The End of Men(29)
This woman is trying desperately to hold it together but she has the hollow-eyed shocked look of the recently bereaved. Watching her is painful and too familiar. Next channel. This one is showing the San Francisco Airport Riot, again. The image of the blond police officer shooting at a man who is shooting up again and again, shooting at nothing, has gone around the world. Something about it feels hopeless, like I’m watching the end of days. Before I switch the TV off, I turn on a podcast on my phone about beauty products, downloaded months ago in a different life. I avoid even the briefest silence. Before, I craved the slivers of time in which the house would be blessedly quiet. Now, the emptiness of the house feels almost violent. No teenage feet thumping up the stairs. No clattering of bowls in the sink and yells of “Mum” and a request to find something, be somewhere, do something.
It’s a lot not to think about and so, to keep myself sane, as the hours of sleep I dream of drift off without me, never quite able to grasp them, I work. I research the one thing the entire world should be preoccupied with and yet, somehow, isn’t. Where did the Plague come from? How did this god-awful disease come to be?
All anyone can talk about is the vaccine and I want to scream at them: you need information to create a vaccine. And even if we create a vaccine, and that’s a big if, we need to understand how this happened so we can stop it from ever happening again.
No one else seems as worried as I am about this. Story of my fucking life. It doesn’t matter though. I can do this on my own. I’m going to find out how Patient Zero developed the Plague. The Plague is happening once. It can’t happen again.
HELEN
Penrith, United Kingdom
Day 68
Mum!”
The shout from upstairs is so sharp, for a second I’m convinced it’s going to be followed by, “Dad’s collapsed!”
“Lola won’t give me back my hoodie, tell her it’s mine!”
The sound of a scuffle ensues and I breathe a sigh of relief. Fight all you want my lovely, living girls. Thank God I have daughters. Every single day, I’m filled with gratitude that I was spared sons. It’s hard enough, now that it’s spreading everywhere, worrying that Sean is going to catch it. All of my fear is for him, but I can’t even begin to imagine what it must be like for those poor women who only have boys.

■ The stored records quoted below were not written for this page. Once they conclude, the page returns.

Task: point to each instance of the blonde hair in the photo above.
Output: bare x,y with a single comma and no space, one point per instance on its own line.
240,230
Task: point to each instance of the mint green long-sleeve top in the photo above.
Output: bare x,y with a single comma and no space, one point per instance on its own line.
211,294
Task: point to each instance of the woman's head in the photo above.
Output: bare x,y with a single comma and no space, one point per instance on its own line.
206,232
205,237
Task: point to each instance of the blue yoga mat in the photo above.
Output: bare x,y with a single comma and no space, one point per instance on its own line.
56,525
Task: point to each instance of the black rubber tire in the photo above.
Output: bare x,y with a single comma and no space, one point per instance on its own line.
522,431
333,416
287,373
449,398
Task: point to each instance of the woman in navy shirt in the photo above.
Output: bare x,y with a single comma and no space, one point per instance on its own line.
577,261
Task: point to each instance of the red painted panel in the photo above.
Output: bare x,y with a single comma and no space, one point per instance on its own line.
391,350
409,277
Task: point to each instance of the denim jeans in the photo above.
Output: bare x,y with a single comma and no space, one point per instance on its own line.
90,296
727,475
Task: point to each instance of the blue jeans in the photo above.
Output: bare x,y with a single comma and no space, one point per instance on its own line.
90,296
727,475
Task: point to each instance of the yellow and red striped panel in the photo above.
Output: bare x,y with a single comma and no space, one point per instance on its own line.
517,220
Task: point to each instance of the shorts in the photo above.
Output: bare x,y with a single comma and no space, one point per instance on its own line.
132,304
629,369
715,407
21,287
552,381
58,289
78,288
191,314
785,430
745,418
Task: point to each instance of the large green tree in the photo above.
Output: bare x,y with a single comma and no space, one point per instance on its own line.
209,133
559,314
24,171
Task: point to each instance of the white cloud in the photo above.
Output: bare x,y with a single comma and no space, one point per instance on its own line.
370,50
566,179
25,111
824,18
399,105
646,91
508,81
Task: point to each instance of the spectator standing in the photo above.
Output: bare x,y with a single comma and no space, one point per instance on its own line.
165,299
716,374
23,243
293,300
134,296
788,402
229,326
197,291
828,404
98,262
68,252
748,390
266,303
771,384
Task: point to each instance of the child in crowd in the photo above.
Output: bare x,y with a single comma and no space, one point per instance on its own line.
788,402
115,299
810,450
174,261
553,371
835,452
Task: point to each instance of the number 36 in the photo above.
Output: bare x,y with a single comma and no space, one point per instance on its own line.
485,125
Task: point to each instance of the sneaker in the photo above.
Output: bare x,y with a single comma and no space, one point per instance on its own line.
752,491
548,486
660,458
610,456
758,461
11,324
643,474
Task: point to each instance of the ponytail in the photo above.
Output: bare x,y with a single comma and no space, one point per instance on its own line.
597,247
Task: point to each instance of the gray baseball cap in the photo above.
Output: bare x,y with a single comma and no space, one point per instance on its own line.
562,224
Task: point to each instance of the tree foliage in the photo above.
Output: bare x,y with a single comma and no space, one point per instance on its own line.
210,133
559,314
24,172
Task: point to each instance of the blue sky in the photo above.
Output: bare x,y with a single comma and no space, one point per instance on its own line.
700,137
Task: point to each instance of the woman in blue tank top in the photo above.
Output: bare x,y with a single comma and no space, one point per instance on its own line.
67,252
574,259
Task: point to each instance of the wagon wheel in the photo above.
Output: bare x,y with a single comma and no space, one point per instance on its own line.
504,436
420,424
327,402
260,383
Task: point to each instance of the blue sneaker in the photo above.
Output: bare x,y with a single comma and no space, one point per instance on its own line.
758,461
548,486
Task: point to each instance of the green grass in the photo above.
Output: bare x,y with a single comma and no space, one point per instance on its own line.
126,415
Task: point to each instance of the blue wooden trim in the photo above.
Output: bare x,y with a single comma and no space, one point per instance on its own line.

Instead my questions are all for my husband. When is Sean going to catch it? Is he going to catch it? When am I going to be a widow? I should be saying if, if, if but it feels like when, not if. It’s like the grim reaper is standing over us, watching our every move, waiting. When I’m doing the washing-up or sitting on the sofa, I’ll drift for a few moments into an alternative world. What would it be like without Sean? How would I cope? Who would I be? We’re so entwined the answers quickly come into focus. It would be awful. I wouldn’t cope. I have no idea who I would be. We’ve been together since we were thirteen. We’re childhood sweethearts. I went straight from living with my parents to living with him when I was seventeen. I don’t know any other life. Sean and Helen. Helen and Sean.
I worry about him. I think he’s losing his mind. I keep saying to him, “You might be immune,” but he just shakes his head. He’s always been quiet, doesn’t like to talk about things straightaway but usually he’ll open up if I keep needling him. The Carlisle outbreak really took hold a month ago and it was like a fire. It’s ripped through that city, spreading outward to our town, where we had felt safe and secure, looking at a future with an empty nest and cruises and wine-and-cheese nights. The estate agency isn’t much of a comfort—there’s seven women and three men. I said to Sean that he should call the other guys and see how they are but he shouted at me to leave it. I wonder if he’d rather not know.
I suppose it doesn’t help that his entire job is completely redundant. The boss hasn’t told them they’re officially redundant but there’s no need—he left for his villa in Marbella back at the start of December and no one’s seen hide nor hair of him since. He took all the money out, flew away and that was that. Sean went to the office for a few days after that but there’s no point. Who’s going to buy a house when the apocalypse is coming? Oh sure, I’ll look at that three-bed semi-detached on Brent Road in between worrying about my son dying from the Plague and my husband’s company going bust. He feels useless and it’s no good for a man to feel useless.
I feel useless too, but he’s not asked me about that. No one’s getting their hair done now, are they? Not much use for a hairdresser right now. Somewhere in the back of my mind, concerns about mortgage payments and my job and money for the Tesco shop flit around like bats, but they seem like such faraway problems. The Plague is so much closer. It could be days away, or hours.
Each evening I tell Sean, at least the girls are going to be all right. It’s like a prayer. Think of the girls. At least we don’t have boys. Lola’s fourteen, Hannah’s seventeen and Abi’s eighteen. They’re trying so hard to stay strong, bless them, doing everything they can to stay upbeat. My lovely strong girls.
“Mum, we need to talk.” Abi’s voice shocks me out of my reverie, worrying as I look out of the window. “I’m really worried about Dad. He’s not himself and he won’t talk to me.”
There’s a crease between her eyebrows making her look older than she should. I try to comfort her, the automatic instinct to minimize the problem kicking in.